It's weird because you have to assume something. You have to assume something exists in order to prove it exists. I find this to be it's just the nature of recursion. I find it peculiar. I found it peculiar with the programming as well because recursion is done a lot in programming. It's a [...] (inaudible at 00:19:16) powerful tool. (pause) It's just odd. It's one of these things that once you have experience with it, it becomes much more natural and so forth; but it feels like fractals in a way. It's like you see it and you imagine it and it starts out okay, but there's [...] (inaudible at 00:19:48) and let's assume that they're there and go forward. [00:19:52]

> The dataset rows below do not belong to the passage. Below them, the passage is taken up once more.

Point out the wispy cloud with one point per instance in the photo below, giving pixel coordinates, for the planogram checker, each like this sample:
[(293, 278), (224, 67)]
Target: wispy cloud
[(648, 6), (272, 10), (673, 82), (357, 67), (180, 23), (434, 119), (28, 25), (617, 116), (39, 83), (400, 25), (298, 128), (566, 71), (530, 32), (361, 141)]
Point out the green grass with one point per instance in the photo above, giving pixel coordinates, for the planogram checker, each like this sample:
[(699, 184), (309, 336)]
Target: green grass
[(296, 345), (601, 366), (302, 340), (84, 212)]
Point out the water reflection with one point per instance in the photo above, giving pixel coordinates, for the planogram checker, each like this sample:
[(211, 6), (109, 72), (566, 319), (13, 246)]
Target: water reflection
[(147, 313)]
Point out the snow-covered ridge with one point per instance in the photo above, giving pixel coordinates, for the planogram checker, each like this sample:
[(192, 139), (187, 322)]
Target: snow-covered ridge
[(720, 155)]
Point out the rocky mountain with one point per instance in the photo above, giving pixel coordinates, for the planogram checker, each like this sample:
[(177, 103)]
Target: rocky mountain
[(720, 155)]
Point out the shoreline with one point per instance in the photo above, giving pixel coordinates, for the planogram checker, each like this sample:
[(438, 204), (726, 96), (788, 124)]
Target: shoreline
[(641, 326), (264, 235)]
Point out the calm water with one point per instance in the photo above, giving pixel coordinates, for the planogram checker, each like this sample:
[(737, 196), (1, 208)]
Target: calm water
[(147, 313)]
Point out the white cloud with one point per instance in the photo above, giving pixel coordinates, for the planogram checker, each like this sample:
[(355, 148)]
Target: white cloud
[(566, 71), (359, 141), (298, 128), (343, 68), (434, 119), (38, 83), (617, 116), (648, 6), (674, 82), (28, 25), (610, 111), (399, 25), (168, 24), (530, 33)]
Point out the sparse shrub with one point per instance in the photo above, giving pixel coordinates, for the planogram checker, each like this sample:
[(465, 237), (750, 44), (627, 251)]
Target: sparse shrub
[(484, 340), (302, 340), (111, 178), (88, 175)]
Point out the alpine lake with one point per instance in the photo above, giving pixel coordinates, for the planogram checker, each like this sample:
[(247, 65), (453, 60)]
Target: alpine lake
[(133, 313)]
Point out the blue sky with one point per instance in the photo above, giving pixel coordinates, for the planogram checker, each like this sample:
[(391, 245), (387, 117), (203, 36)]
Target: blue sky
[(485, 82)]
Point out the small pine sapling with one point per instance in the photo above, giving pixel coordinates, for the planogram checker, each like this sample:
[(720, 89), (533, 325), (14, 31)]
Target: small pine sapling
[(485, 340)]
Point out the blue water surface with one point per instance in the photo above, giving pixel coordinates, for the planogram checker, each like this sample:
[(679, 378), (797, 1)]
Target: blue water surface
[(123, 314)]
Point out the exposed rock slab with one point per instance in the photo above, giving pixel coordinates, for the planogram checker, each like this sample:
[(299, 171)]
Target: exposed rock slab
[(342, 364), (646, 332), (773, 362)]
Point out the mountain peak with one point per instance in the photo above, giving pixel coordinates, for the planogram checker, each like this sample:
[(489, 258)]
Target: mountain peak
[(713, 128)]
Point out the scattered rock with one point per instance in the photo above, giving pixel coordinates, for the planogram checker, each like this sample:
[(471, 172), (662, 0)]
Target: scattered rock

So how does it feel? It feels like a low-grade headache, that's what it feels like. It feels like I don't know quite where to begin. Do you begin in the present? (pause) Zeno's paradox is an issue in dealing with the notion of time and displacement. Can something truly move? Does time really pass? Those are the paradoxes and they're very troubling; and so even in quantum physics it's the case that you don't need time. You don't need sequence. Things can happen out of order. But in our life, that's not our experience. (pause) [00:21:04] And yet there's something odd. You talk about the calendar when I was a kid, right? And days having colors and so forth. It's odd. I'm thinking about days as rectangles like midnight comes in the next rectangle; so there's the abstract way of seeing days, but that is not our actual feeling of time. We can do these recursive things in math and we can see rectangles or whatever we're dealing with. It's not the feeling of it. I don't know. [00:22:01] Maybe I wouldn't be so troubled if it was (pause) easier. I feel like whatever is happening in this course is the thing that has always bugged me about math. It's the weird little, small things in logic that the definitions are built on; and using them, manipulating them and building up from them. And I feel like I get stuck, even though I can do all of this stuff and do it very well and it's not easy for most people who've studied math. There's a feeling of just staring and thinking, "Why is this so hard?" (pause) I don't know. [00:23:19]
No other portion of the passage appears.